The Reserve Bank of India on Tuesday released list of Domestic Systemcically Important Banks (D-SIBS) in India. State-owned SBI, along with private sector lenders ICICI Bank and HDFC Bank are declared as Domestic Systemically Important Banks (D-SIBs) or institutions which are ‘too big to fail’ as on March 31, 2020.
The Reserve Bank had announced State Bank of India and ICICI Bank Ltd. as D-SIBs on August 31, 2015 and August 25, 2016, respectively. The State Bank of India, ICICI Bank Ltd. and HDFC Bank Ltd. were announced as D-SIBs on September 04, 2017 and March 14, 2019 respectively. Current update is based on the data collected from banks as on March 31, 2020.
The D-SIB framework requires the Reserve Bank to disclose the names of banks designated as D-SIBs starting from 2015 based on the data collected from the banks and place them in appropriate buckets of Systemic Importance Scores (viz.1%,0.80%,0.60%,0.40%,0.20%) based on the methodology provided in D-SIB framework .
Based on the bucket in which a D-SIB is placed, an additional common equity requirement has to be applied to it.
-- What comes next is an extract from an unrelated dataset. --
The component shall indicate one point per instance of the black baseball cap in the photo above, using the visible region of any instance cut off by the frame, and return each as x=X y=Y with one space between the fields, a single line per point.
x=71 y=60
The additional CET1 requirement as a percentage of Risk-Weighted Assets (RWAs) in the case of the State Bank of India (SBI) is 0.60%, while for the ICICI and HDFC banks it is 0.20%.In case a foreign bank having branch presence in India is a Global Systemically Important Bank (G-SIB), it has to maintain additional CET1 capital surcharge in India as applicable to it as a G-SIB, proportionate to its Risk-Weighted Assets (RWAs) in India, i.e., additional CET1 buffer prescribed by the home regulator (amount) multiplied by India RWA as per consolidated global Group books divided by total consolidated global Group RWA.